Description
From award-winning historian Robin Lane Fox, Alexander the Great searches through the mass of conflicting evidence and legend to focus on Alexander as a man of his own time.
Tough, resolute, fearless, Alexander was a born warrior and ruler of passionate ambition who understood the intense adventure of conquest and of the unknown. When he died in 323 BC aged thirty-two, his vast empire comprised more than two million square miles, spanning from Greece to India.
His achievements were unparalleled – he had excelled as leader to his men, founded eighteen new cities and stamped the face of Greek culture on the ancient East. The myth he created is as potent today as it was in the ancient world.

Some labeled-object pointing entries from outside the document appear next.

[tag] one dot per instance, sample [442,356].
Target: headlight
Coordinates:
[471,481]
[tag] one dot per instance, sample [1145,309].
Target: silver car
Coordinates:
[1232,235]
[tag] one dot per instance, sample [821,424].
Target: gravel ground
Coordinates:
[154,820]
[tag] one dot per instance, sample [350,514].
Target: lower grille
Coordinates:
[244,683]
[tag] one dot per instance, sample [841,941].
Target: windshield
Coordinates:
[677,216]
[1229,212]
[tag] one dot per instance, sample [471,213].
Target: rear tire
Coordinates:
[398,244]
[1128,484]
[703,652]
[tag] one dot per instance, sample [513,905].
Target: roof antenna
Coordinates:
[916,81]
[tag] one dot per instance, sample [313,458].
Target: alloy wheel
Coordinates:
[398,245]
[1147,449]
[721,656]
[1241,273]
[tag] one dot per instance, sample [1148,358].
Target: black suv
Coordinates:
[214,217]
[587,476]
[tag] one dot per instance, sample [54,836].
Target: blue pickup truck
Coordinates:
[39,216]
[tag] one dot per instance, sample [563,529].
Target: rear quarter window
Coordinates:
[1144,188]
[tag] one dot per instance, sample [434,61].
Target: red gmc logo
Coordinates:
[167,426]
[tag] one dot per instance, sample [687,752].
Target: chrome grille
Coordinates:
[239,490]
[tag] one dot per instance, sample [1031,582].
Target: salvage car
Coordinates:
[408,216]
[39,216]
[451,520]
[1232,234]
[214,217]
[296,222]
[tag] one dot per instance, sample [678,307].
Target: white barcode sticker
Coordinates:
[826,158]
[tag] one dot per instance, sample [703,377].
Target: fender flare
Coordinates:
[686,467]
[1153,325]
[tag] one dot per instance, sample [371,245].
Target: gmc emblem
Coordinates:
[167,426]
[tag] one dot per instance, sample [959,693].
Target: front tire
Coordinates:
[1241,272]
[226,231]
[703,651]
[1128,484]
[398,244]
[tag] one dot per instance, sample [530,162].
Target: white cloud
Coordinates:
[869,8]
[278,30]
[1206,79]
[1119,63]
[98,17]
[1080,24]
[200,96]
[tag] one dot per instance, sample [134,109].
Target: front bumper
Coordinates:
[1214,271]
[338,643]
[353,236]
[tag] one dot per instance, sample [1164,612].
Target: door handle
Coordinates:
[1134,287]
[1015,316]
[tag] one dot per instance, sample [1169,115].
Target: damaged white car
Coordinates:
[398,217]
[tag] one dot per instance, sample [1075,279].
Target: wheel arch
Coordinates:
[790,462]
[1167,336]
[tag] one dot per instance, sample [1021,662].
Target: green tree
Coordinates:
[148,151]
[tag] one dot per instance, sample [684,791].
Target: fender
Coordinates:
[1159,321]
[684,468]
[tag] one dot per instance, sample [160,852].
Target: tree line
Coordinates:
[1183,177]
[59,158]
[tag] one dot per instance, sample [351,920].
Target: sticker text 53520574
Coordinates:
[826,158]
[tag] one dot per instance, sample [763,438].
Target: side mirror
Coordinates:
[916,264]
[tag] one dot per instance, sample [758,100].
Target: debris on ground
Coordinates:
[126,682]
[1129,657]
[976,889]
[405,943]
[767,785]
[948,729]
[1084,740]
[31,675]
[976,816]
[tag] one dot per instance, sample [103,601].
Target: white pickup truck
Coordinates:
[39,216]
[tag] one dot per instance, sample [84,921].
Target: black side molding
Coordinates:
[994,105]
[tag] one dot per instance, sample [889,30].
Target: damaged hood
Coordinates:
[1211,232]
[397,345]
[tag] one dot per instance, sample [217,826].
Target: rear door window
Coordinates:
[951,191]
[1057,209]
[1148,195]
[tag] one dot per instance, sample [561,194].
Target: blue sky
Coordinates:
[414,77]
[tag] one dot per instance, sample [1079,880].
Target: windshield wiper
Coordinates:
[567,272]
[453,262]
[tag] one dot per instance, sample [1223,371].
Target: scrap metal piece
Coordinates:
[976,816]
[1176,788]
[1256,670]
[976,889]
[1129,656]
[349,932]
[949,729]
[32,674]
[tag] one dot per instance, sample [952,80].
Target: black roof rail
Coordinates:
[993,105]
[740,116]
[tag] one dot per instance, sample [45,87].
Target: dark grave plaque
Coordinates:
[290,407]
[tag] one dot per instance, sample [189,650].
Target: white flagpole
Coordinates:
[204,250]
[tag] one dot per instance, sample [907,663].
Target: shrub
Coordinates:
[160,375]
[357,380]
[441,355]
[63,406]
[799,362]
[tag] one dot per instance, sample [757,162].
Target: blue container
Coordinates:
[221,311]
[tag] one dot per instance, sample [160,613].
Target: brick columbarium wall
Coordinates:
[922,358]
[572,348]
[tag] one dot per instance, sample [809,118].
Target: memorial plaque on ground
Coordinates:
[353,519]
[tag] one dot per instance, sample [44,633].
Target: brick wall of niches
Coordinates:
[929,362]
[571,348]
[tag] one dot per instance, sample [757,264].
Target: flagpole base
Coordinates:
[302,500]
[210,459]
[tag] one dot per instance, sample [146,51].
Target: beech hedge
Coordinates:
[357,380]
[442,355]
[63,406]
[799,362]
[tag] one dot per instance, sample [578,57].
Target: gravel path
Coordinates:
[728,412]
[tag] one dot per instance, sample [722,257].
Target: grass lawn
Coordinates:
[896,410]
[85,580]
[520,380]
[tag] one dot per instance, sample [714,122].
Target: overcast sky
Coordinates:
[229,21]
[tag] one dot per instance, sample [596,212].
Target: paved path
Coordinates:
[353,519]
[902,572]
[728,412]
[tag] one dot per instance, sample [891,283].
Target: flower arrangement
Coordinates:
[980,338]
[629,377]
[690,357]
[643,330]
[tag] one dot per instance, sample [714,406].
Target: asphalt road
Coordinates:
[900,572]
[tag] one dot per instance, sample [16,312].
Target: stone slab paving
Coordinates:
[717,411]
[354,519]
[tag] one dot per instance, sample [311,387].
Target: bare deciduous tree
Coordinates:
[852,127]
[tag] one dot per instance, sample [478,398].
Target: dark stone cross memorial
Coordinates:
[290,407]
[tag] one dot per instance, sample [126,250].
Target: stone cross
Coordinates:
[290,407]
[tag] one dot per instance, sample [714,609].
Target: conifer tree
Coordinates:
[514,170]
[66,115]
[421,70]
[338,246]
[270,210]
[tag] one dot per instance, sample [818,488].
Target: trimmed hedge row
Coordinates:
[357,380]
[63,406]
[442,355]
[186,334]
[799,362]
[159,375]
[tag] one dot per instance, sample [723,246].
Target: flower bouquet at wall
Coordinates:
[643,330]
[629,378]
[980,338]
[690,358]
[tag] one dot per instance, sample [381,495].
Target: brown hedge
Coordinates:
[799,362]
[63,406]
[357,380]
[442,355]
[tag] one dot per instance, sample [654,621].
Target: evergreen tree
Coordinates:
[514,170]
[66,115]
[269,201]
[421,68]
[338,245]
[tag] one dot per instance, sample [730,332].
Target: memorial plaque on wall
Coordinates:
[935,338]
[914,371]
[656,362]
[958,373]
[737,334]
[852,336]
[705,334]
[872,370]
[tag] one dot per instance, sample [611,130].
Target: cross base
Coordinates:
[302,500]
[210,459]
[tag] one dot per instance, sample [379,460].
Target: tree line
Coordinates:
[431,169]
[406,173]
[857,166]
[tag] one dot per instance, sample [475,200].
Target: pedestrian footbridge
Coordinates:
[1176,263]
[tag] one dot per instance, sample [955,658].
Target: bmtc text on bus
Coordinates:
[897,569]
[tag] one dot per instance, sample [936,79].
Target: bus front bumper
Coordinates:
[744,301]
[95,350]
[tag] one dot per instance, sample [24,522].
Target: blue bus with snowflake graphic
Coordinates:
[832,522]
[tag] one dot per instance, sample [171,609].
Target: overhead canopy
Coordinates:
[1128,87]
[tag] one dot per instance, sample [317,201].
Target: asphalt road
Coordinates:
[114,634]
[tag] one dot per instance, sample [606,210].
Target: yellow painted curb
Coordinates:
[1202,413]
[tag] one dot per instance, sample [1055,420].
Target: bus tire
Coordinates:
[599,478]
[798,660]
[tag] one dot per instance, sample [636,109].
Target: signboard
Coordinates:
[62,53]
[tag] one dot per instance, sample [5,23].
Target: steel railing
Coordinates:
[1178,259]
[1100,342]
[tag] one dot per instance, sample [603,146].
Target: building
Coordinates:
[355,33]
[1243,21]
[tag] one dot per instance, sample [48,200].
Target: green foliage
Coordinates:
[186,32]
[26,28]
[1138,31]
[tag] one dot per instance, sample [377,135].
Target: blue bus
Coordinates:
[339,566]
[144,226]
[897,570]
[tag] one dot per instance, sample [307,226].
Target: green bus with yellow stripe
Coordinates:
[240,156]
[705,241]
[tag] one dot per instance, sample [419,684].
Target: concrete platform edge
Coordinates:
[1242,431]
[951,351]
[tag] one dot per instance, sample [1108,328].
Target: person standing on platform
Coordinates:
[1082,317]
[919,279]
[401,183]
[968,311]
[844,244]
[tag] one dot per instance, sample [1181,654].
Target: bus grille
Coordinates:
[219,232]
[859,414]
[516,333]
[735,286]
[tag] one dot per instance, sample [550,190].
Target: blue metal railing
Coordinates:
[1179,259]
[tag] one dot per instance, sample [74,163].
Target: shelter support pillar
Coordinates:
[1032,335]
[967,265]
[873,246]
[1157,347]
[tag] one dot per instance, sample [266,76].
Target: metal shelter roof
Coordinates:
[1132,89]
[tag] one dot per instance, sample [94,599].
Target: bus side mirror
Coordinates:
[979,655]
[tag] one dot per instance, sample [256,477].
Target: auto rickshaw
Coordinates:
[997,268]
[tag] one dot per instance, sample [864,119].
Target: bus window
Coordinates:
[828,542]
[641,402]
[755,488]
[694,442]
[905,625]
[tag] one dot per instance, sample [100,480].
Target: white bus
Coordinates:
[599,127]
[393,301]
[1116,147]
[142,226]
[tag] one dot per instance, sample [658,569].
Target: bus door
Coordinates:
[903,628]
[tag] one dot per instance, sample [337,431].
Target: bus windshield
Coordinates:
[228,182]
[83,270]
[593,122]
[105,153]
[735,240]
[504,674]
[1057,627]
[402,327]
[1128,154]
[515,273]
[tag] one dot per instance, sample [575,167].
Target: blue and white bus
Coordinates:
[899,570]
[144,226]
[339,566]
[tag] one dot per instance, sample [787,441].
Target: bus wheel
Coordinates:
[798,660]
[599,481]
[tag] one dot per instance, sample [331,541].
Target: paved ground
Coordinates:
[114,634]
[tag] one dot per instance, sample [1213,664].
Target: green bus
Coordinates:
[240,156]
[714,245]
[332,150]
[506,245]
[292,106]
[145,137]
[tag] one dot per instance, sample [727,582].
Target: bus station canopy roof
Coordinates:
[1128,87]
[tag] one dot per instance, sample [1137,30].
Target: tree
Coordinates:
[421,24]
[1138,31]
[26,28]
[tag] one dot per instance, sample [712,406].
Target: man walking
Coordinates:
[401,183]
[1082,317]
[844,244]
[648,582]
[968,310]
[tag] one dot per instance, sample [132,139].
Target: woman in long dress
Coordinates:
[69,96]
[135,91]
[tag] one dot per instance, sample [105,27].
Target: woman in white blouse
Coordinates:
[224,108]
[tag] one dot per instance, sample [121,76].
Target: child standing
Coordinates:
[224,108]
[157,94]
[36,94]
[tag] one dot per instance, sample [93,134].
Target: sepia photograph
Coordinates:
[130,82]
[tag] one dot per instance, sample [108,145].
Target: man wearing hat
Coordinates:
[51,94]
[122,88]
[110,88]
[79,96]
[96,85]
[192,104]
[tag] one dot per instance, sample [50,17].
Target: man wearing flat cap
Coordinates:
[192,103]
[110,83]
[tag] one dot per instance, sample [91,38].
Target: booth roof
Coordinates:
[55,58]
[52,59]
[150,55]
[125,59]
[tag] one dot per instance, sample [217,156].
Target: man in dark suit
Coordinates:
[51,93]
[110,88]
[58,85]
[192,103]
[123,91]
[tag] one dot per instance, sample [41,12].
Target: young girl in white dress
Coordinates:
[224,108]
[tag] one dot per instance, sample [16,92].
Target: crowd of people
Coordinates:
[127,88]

Combining historical scholarship and acute psychological insight, Alexander the Great brings this colossal figure vividly to life.
‘So enjoyable and well-written … Fox’s book became my main guide through Alexander’s amazing story’
  Oliver Stone, director of Alexander
‘I do not know which to admire most, his vast erudition or his imaginative grasp of so remote and complicated a period and such a complex personality’
  Cyril Connolly, Sunday Times
‘An achievement of Alexandrian proportions’
  New Statesman
Robin Lane Fox was the main historical advisor to Oliver Stone on his film Alexander, and took part in many of its most dramatic re-enactments. His books include The Classical World: An Epic History of Greece and Rome, The Unauthorised Version: Truth and Fiction in the Bible, Travelling Heroes: Greeks and their Myths in the Epic Age of Homer and Pagans and Christians in the Mediterranean World from the Second Century AD to the Conversion of Constantine.